Our tour of the framework will begin with an overview of the advantages it provides for storing sets of objects. As you'll
soon discover, because your old workhorse friends Hashtable and Vector support the new API, your programs will be uniform and concise -- something you and the developers accessing your code will
certainly cheer about.
After our preliminary discussion, we'll dig deeper into the details.
Before Collections made its most welcome debut, the standard methods for grouping Java objects were via the array, the Vector, and the Hashtable. All three of these collections have different methods and syntax for accessing members: arrays use the square bracket ([])
symbols, Vector uses the elementAt method, and Hashtable uses get and put methods. These differences have long led programmers down the path to inconsistency in implementing their own collections
-- some emulate the Vector access methods and some emulate the Enumeration interface.
To further complicate matters, most of the Vector methods are marked as final; that is, you cannot extend the Vector class to implement a similar sort of collection. We could create a collection class that looked like a Vector and acted like a Vector, but it couldn't be passed to a method that takes a Vector as a parameter.
Finally, none of the collections (array, Vector or Hashtable) implements a standard member access interface. As programmers developed algorithms (like sorts) to manipulate collections,
a heated discourse erupted on what object to pass to the algorithm. Should you pass an array or a Vector? Should you implement both interfaces? Talk about duplication and confusion.

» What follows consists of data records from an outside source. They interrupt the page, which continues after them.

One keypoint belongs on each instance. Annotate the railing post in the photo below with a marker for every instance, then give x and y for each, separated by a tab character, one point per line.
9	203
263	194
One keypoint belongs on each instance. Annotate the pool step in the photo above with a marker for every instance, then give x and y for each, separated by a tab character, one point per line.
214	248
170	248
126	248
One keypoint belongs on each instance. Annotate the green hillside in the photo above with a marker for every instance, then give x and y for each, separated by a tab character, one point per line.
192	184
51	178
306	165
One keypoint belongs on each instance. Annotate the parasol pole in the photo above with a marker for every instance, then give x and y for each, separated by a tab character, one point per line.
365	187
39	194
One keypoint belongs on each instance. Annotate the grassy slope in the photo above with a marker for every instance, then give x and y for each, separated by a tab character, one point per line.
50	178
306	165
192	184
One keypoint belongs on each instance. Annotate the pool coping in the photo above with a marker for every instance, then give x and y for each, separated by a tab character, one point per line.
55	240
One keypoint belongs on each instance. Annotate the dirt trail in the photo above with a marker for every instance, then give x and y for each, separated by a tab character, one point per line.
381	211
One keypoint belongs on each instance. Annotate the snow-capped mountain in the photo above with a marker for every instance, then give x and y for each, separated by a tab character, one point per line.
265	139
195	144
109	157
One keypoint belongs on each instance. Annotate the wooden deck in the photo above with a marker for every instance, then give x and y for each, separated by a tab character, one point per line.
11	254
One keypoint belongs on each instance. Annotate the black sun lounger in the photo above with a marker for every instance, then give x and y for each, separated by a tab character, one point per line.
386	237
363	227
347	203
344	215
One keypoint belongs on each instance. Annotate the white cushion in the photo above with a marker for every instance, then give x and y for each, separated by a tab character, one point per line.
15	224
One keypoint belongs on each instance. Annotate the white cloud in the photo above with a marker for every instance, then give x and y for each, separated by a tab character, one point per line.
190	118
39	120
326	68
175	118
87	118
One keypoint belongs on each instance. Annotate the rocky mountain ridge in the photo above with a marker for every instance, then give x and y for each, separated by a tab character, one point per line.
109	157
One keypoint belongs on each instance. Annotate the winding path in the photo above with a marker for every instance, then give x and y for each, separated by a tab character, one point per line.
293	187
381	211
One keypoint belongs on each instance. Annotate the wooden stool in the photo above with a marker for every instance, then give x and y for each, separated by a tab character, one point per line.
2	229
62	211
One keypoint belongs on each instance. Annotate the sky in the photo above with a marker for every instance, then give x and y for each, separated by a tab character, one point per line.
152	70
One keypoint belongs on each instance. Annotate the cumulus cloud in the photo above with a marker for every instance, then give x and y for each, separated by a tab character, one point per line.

Thankfully, the Java Collections Framework remedies these problems and offers a number of advantages over using no framework
or using the Vector and Hashtable:
By implementing one of the basic interfaces -- Collection, Set, List, or Map -- you ensure your class conforms to a common API and becomes more regular and easily understood. So, whether you are implementing
an SQL database, a color swatch matcher, or a remote chat application, if you implement the Collection interface, the operations on your collection of objects are well-known to your users. The standard interfaces also simplify
the passing and returning of collections to and from class methods and allow the methods to work on a wider variety of collections.